La repelente niña sorista del exorcista cumple una fución vital para el NOM: preparar el terreno para nuevos controles e impuestos ecologistas y para que no se hable de la geoingeniería/chemtrails.

El fenómeno sociológico construido alrededor de esta niña ha involucrado a lobistas verdes, relaciones públicas, eco-académicos y un grupo de expertos fundado por una rica ex ministra socialdemócrata de Suecia vinculada con las compañías de energía del país. Estas compañías se están preparando para la mayor bonanza de contratos gubernamentales de la historia: la ecologización de las economías occidentales. Greta, lo sepan o no ella y sus padres, es la cara de su estrategia política. Pero a sus padres les da igual: son dos golfos oportunistas ávidos de fama y de dinero, dos exponentes carroñeros del basurero moral en el que se ha convertido Suecia, que ha pasado de país a retrete en menos de 40 años.

Cuando Greta Thunberg llevó a cabo su famosa huelga escolar junto al parlamento sueco, el 20 de agosto de 2018, pasaba por la calle el fundador de la plataforma We Don’t Have Time, Ingmar Rentzhog. Minutos más tarde, subía a su página de Facebook una imagen de la joven y el rostro de la activista y su mensaje comenzó a copar los principales tabloides del mundo.
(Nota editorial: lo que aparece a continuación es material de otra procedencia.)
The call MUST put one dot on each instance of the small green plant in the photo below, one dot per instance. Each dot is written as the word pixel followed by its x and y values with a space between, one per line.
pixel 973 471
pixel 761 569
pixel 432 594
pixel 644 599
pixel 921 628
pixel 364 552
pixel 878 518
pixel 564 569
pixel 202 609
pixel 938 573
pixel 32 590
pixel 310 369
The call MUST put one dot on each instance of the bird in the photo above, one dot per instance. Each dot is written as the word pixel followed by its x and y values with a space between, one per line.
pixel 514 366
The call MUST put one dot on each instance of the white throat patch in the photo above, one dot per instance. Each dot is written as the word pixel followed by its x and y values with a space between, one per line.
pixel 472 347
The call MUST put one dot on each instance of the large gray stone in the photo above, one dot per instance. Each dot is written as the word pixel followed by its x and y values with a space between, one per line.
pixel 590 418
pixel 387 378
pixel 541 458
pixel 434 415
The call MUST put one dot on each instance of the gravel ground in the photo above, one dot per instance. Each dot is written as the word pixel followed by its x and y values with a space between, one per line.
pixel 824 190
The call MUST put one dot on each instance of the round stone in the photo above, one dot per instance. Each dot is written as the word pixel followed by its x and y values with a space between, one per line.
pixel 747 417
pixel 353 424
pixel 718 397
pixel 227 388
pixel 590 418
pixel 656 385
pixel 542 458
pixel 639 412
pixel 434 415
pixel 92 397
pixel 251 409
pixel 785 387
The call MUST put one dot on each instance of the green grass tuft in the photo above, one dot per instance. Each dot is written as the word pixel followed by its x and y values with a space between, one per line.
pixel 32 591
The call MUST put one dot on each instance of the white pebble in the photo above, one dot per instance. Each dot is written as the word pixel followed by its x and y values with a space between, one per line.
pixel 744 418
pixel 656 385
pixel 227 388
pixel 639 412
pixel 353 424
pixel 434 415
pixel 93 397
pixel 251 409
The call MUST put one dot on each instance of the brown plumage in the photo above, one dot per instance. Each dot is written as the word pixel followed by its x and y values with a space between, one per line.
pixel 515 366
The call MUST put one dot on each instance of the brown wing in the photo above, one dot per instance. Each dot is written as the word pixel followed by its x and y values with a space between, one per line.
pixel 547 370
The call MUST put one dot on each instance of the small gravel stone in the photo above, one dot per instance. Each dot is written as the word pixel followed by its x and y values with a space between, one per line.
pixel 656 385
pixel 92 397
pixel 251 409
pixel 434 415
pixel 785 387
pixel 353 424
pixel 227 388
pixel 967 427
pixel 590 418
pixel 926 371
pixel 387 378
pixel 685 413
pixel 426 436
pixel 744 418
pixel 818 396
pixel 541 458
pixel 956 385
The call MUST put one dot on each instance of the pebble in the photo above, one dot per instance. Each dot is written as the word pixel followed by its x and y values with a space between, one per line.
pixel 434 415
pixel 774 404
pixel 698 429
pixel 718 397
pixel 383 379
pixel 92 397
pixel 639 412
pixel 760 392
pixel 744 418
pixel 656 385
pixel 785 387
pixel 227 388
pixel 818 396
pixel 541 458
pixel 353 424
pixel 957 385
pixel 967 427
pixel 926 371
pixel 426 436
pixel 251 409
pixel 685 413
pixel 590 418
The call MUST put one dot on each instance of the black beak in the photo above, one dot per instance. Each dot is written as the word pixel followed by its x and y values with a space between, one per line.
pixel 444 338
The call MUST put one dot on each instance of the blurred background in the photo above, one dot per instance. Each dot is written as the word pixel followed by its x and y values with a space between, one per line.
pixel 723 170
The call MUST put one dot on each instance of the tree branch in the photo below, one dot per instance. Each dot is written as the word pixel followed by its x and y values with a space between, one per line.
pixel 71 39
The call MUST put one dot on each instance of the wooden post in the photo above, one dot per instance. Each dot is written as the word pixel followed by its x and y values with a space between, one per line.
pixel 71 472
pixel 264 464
En un primer momento, Rentzhog comentó que vio a Greta «por casualidad», aunque finalmente admitió que había conocido a la joven activista una semana antes y que fue él mismo fue quien la animó a manifestarse. Eso quiere decir que existen grandes empresarios detrás de ella. Es evidente que las grandes empresas no quieren perder su poder y se subirán a discursos ecologistas siempre que no critiquen el crecimiento desmesurado o que esas empresas pongan sus intereses económicos por encima del interés de toda la humanidad.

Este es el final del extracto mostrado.